Joint U.S. military team provides medical, dental aid in Africa
CAMP LEMONIER, Djibouti – In many underdeveloped countries access to even the most basic medical care is a big problem. Medical conditions and infections that are easily treated in developed countries can become life threatening if left untreated for a long period of time. This is especially true for young children and pregnant women.
Story by: Staff Sgt. Sergio Jimenez, 11th MEU Public Affairs
This is why medical and dental teams from the 11th Marine Expeditionary Unit/Tarawa Expeditionary Strike Group collaborated with Soldiers of the 354th Civil Affairs Brigade, Combined Joint Task Force - Horn of Africa, to provide basic medical and dental treatment to hundreds of Djiboutian citizens during a series of Medical Civil Action Projects from March 29 through April 2 in the remote villages of Goubetto, Chabelley and Dammerjog.
The doctors, dentists and Navy and Marine Corps hospital corpsmen, embarked aboard USS Tarawa, USS Germantown and USS Cleveland also conducted preventive health presentations and delivered basic hygiene items to one of the poorest regions in the world.
The 11th MEU/Tarawa ESG is in Djibouti taking part in routine training exercises as part of their scheduled seven month deployment through the Western Pacific and Arabian Gulf region.
The medical aid mission was led by a functional specialty team from the 354th CAB, stationed here, and was coordinated with the Djibouti Ministry of Health and the U.S. Embassy in Djibouti.
During three separate missions, the medical teams left Camp Lemonier early in the morning aboard 4X4 vehicles and military 7-ton trucks and returned late in the evening. They traveled over pot-holed city streets, dirt and rocky roads to the small villages of Goubetto, Chabelley, Dammerjog.
"Overall, we treated more than a thousand patients," said HMC Sam Y. Kim, independent duty corpsman, Combat Logistics Battalion 11, 11th MEU, Camp Pendleton, Calif.
There aim was to work with local and foreign doctors and train local nurses as part of an ongoing effort to establish good working relationships and build up the healthcare capacity in the area, said Cmdr.

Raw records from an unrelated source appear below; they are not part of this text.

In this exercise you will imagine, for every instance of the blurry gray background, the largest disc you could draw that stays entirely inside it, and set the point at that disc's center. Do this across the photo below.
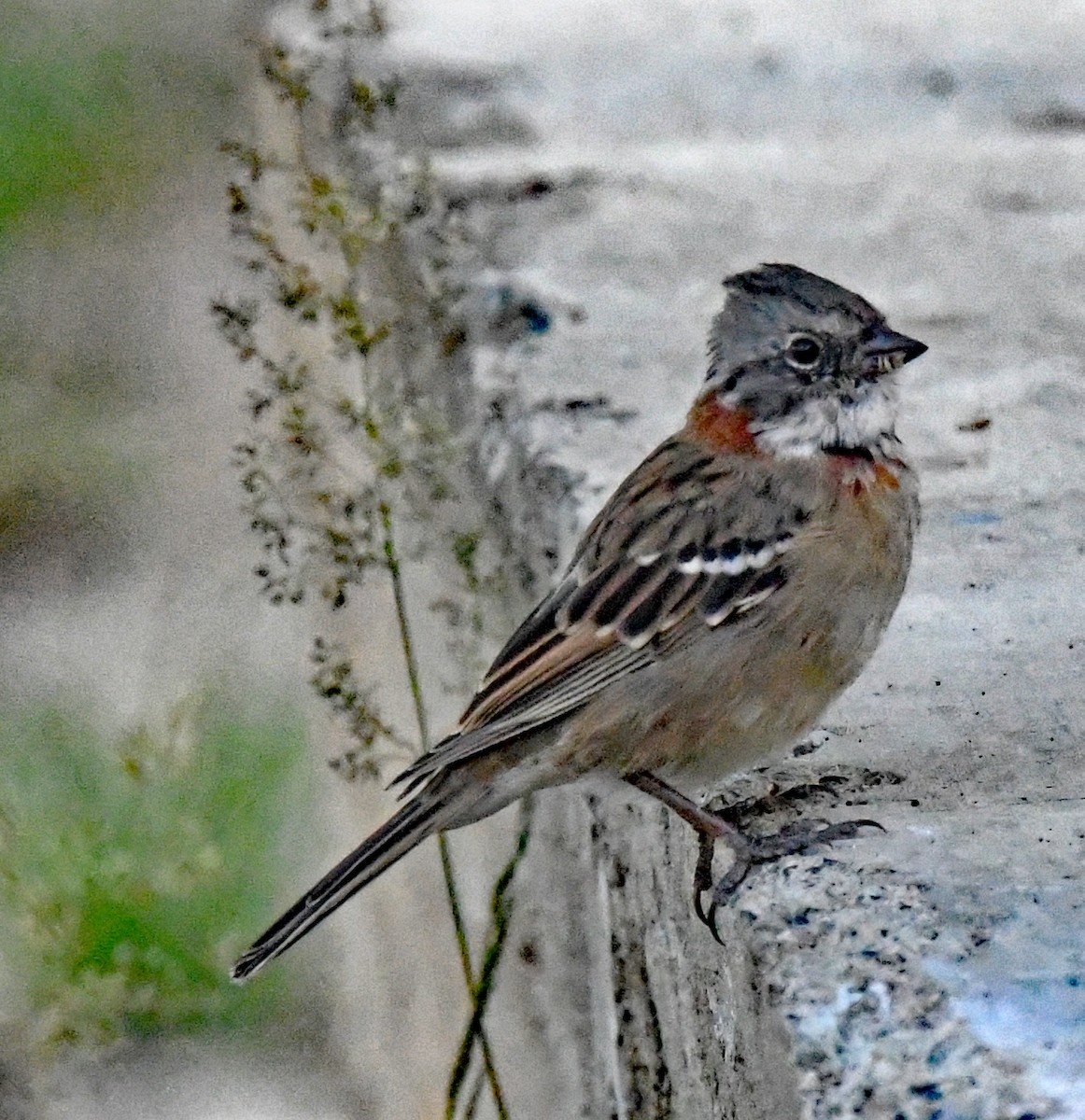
(928, 156)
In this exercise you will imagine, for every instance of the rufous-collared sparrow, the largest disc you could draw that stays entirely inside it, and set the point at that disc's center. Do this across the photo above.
(732, 586)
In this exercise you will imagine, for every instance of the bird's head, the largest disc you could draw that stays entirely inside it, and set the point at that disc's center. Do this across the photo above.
(809, 364)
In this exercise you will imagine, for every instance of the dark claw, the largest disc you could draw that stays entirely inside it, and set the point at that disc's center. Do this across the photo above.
(788, 841)
(702, 876)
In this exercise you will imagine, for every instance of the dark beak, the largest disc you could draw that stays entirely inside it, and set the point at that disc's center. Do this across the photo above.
(888, 350)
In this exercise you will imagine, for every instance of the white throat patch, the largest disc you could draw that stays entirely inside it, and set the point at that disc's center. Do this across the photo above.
(827, 421)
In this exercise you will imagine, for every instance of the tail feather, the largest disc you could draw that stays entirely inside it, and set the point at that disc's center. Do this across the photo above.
(391, 841)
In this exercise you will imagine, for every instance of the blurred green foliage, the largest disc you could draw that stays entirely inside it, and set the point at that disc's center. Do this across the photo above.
(88, 118)
(132, 874)
(99, 110)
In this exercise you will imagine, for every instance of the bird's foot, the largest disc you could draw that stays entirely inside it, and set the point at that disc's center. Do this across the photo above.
(748, 851)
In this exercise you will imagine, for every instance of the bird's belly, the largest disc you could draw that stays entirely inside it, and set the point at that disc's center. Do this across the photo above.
(731, 697)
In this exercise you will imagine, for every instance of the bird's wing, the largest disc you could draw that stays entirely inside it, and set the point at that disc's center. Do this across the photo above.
(691, 539)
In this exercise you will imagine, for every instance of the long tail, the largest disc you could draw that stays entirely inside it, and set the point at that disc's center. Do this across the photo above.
(391, 841)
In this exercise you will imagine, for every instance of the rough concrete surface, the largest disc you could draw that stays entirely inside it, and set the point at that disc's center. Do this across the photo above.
(930, 157)
(933, 161)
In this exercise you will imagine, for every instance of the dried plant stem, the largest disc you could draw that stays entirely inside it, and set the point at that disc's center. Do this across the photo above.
(480, 989)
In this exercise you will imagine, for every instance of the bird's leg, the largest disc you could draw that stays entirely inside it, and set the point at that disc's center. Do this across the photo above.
(747, 850)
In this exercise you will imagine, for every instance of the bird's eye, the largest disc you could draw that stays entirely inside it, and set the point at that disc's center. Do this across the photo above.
(803, 352)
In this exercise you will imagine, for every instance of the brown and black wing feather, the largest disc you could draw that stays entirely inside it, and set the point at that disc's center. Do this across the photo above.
(692, 538)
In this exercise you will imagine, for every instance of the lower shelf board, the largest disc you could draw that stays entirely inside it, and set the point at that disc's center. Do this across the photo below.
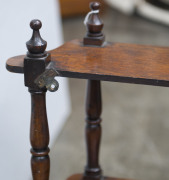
(79, 177)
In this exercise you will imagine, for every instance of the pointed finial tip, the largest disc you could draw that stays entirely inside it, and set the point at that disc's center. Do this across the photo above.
(36, 45)
(35, 24)
(94, 5)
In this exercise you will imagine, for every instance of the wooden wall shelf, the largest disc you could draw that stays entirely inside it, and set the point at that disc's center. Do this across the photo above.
(118, 62)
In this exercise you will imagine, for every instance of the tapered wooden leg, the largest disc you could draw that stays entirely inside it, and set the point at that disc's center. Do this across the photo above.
(93, 130)
(39, 136)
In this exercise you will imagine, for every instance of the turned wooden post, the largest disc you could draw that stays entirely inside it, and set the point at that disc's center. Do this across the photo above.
(94, 25)
(94, 37)
(34, 65)
(93, 130)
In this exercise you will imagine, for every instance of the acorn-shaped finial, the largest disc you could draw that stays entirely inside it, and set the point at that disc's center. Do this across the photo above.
(94, 26)
(36, 45)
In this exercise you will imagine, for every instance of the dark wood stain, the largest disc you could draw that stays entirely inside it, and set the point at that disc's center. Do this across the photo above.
(117, 62)
(79, 177)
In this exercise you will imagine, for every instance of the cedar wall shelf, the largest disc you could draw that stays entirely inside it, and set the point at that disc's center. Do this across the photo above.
(118, 62)
(95, 60)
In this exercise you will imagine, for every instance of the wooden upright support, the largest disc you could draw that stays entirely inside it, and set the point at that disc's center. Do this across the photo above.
(35, 64)
(94, 37)
(93, 130)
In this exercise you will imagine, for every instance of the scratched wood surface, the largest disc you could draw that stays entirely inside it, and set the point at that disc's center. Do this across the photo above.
(118, 62)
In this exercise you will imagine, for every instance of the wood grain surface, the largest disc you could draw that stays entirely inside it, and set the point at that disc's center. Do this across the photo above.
(79, 177)
(120, 62)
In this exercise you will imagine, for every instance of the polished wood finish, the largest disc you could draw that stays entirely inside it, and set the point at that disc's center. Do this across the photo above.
(80, 176)
(118, 62)
(111, 62)
(93, 130)
(94, 26)
(75, 7)
(39, 136)
(34, 65)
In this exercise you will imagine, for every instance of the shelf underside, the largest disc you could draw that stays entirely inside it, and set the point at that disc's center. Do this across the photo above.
(118, 62)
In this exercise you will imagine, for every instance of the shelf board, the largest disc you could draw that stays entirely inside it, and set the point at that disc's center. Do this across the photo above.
(80, 176)
(119, 62)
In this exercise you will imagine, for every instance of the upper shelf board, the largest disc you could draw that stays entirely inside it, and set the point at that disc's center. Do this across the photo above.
(120, 62)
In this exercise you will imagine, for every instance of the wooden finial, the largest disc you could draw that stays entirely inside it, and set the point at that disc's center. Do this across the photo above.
(94, 26)
(36, 45)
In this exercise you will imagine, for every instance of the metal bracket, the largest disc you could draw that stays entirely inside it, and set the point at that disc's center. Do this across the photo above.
(47, 79)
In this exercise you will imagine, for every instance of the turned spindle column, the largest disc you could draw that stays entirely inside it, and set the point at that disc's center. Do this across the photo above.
(93, 130)
(94, 37)
(34, 65)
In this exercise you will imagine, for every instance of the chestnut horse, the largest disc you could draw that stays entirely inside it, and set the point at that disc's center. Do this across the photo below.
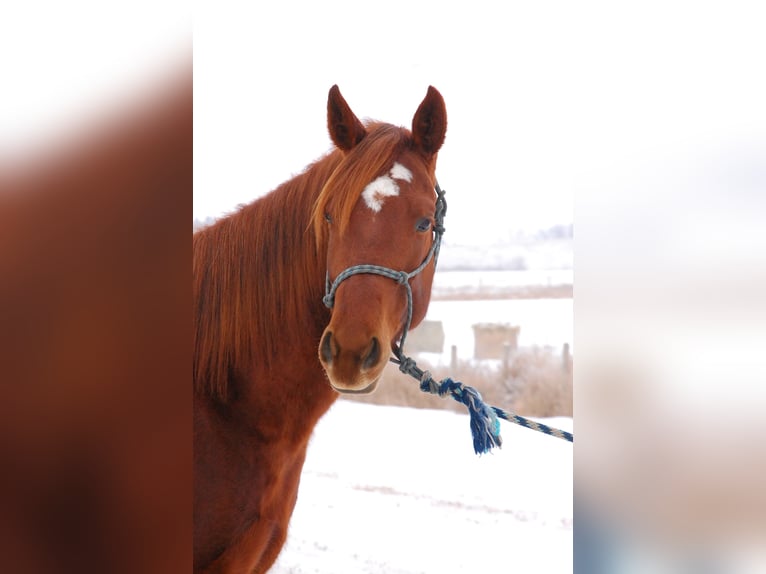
(269, 357)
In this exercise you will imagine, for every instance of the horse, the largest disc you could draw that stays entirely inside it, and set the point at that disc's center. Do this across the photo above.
(271, 354)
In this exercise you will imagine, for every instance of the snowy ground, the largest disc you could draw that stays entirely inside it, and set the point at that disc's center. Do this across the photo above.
(395, 490)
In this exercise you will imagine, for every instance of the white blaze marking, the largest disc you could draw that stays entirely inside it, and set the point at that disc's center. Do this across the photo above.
(376, 192)
(401, 172)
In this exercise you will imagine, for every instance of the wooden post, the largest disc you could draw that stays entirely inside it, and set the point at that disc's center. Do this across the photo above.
(507, 350)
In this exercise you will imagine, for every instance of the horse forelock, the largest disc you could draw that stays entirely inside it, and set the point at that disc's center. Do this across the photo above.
(372, 157)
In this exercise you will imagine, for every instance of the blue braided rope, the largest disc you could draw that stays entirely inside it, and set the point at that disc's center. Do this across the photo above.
(485, 426)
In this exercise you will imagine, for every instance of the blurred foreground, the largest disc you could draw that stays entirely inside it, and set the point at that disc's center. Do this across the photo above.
(95, 403)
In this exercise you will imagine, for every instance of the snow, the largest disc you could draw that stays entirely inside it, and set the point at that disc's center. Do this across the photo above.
(397, 490)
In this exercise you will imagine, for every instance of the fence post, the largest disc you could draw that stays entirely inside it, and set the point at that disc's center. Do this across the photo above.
(507, 350)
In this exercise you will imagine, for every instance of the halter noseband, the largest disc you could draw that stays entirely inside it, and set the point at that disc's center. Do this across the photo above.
(401, 277)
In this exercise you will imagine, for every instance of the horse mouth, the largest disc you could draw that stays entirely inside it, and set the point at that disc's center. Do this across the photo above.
(364, 391)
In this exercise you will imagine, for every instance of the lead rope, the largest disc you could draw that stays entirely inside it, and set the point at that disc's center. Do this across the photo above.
(485, 426)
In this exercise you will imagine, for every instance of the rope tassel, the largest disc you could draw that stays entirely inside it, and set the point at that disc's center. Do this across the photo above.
(485, 423)
(485, 426)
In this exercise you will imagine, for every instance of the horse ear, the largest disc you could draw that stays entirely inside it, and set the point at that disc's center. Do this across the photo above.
(345, 128)
(429, 124)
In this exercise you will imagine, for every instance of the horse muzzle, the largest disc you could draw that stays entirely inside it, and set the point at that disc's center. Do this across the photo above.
(352, 366)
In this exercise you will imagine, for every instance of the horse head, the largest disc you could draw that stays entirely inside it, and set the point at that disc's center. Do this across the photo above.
(377, 214)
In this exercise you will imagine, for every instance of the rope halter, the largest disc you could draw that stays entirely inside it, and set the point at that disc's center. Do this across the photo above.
(401, 277)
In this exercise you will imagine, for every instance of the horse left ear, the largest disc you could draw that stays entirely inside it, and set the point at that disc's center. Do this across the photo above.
(345, 128)
(429, 124)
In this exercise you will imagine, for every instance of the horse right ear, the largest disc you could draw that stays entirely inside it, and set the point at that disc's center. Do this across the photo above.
(345, 128)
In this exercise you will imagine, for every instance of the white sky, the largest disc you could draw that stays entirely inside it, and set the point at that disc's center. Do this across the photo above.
(546, 101)
(540, 97)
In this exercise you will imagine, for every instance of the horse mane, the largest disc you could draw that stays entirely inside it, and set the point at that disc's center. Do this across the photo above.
(373, 156)
(258, 268)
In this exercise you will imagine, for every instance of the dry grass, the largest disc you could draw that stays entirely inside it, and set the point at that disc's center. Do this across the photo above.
(535, 383)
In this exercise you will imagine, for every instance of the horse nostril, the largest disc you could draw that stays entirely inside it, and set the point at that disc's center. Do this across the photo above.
(325, 348)
(373, 356)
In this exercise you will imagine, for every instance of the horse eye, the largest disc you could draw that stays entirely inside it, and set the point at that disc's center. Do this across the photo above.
(423, 225)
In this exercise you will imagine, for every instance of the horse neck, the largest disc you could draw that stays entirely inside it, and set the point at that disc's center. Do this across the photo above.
(259, 285)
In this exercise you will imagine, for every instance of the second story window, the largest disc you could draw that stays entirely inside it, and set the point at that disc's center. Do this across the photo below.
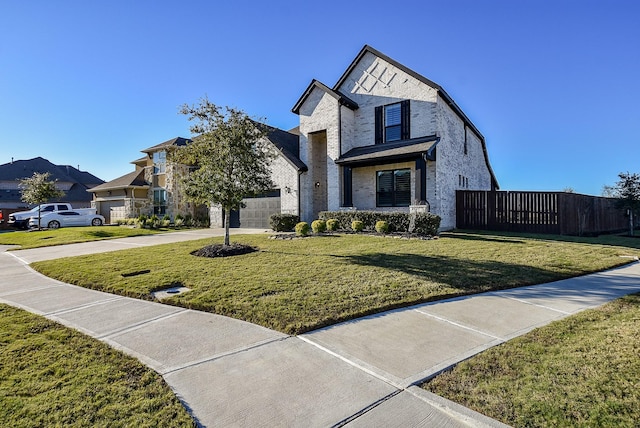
(159, 162)
(392, 122)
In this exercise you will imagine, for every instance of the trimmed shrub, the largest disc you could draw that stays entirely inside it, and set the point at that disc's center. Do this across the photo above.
(427, 224)
(302, 228)
(142, 220)
(153, 222)
(382, 227)
(283, 222)
(424, 223)
(332, 225)
(318, 226)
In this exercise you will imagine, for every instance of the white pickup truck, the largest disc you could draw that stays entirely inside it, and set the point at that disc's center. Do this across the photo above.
(20, 219)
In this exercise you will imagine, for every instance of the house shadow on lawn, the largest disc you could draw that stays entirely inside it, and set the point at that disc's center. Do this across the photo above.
(467, 276)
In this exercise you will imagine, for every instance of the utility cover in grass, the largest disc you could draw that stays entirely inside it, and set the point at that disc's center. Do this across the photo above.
(219, 250)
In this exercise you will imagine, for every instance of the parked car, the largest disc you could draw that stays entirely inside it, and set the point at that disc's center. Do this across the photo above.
(20, 219)
(66, 219)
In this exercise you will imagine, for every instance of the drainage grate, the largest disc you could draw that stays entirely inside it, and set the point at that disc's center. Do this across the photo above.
(169, 292)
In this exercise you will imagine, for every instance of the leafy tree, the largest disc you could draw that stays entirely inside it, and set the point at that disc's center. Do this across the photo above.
(230, 155)
(627, 191)
(38, 189)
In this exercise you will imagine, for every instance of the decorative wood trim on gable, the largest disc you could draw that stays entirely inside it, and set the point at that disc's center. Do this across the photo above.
(342, 99)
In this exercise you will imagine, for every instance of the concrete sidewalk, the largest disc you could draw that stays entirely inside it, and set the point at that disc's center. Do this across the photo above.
(358, 373)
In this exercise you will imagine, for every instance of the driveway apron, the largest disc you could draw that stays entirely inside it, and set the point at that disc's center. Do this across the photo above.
(364, 372)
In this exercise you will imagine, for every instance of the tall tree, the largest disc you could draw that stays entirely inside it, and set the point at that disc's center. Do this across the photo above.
(38, 189)
(627, 191)
(230, 155)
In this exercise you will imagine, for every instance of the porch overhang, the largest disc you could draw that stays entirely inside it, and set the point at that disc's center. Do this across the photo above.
(407, 150)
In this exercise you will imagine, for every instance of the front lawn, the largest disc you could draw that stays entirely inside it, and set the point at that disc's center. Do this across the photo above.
(71, 235)
(54, 376)
(580, 371)
(299, 285)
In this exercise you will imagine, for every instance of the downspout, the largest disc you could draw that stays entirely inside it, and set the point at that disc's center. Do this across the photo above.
(340, 185)
(299, 193)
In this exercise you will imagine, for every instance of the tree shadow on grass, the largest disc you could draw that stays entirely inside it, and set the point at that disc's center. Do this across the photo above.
(515, 237)
(468, 276)
(99, 234)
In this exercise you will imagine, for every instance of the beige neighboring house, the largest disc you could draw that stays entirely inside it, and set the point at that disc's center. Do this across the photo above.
(152, 188)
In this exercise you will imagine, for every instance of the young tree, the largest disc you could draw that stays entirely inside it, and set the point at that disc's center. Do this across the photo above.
(627, 191)
(38, 189)
(230, 156)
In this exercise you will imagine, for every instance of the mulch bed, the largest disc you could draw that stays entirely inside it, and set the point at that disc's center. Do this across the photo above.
(219, 250)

Alan Philippi, public health physician, functional specialty team, 354th CAB.
“We paid particular attention to nurses,” said Philippi, because they are the first to see and have the most interaction with patients.
March 30, the joint medical team visited Goubetto, a village about a 90-minute drive from Camp Lemonier. There they found long lines of patients waiting for them. By the end of the visit, the team treated more than 260 patients, said Kim, who is from San Diego.
"The majority of the patients were women and children and most were treated for respiratory ailments, coughs, colds, skin diseases and malnutrition," said Kim. "We gave them multi-vitamins to treat the malnutrition and antibiotics to treat worms," said Kim.
Some small children were treated for ear infections and chest colds and those who required advanced care were referred to the local hospital.
Although the doctors, medics and corpsmen did not encounter many serious ailments, they did see conditions that if left untreated could become life threatening especially to young children.
In one case, "Dr. Nelson pulled out a dead fly out of an infant's ear that had been in there for some time causing a severe ear infection," said Kim. "In the United States, something like this would have been taken care of immediately and the baby would never have had to suffer for so long. But unfortunately, medical care is not readily available here."
Two dentists on the team also treated approximately 15 patients and extracted several teeth. "At first, people were very reluctant to see the dentist. Around here, dentist pull teeth without anesthesia and the experience are very traumatic for the patients," said Kim. "But once word got out that our dentists were using anesthesia and that it wasn't painful, we saw more patients come in for extractions."
According to Kim, the types of patients and ailments they saw at Chabelley, Dammerjog were similar to those in Goubetto. In every location, the medical team advised their patients about the importance of proper hygiene and the relationship between cleanliness and good health, through military and civilian interpreters who spoke a local Somali dialect and French.
According to Philippi, Djibouti health officials have reported seeing improvements in the overall health of the population; improvements Philippi attributes partly to US efforts in the area. The Civil Military Operations projects are making a positive impact in the area and are fostering positive relationships with the people of Djibouti. They are also demonstrating the U.S. government's commitment to helping local residents and improving their infrastructure, said Philippi.
The Djiboutian people were not the only ones to benefit from these projects, said Philippi. The joint missions were a great opportunity for members of the different branches of the military to work together and learn from each other.
"We learned how local doctors treat infectious diseases and the different cases of infections they see at different times of the year," said Kim. "This helps us for planning purposes. In future medical aid missions, we'll know what medications to bring and how to treat the local diseases," he said. "We'll be better prepared and less people will suffer."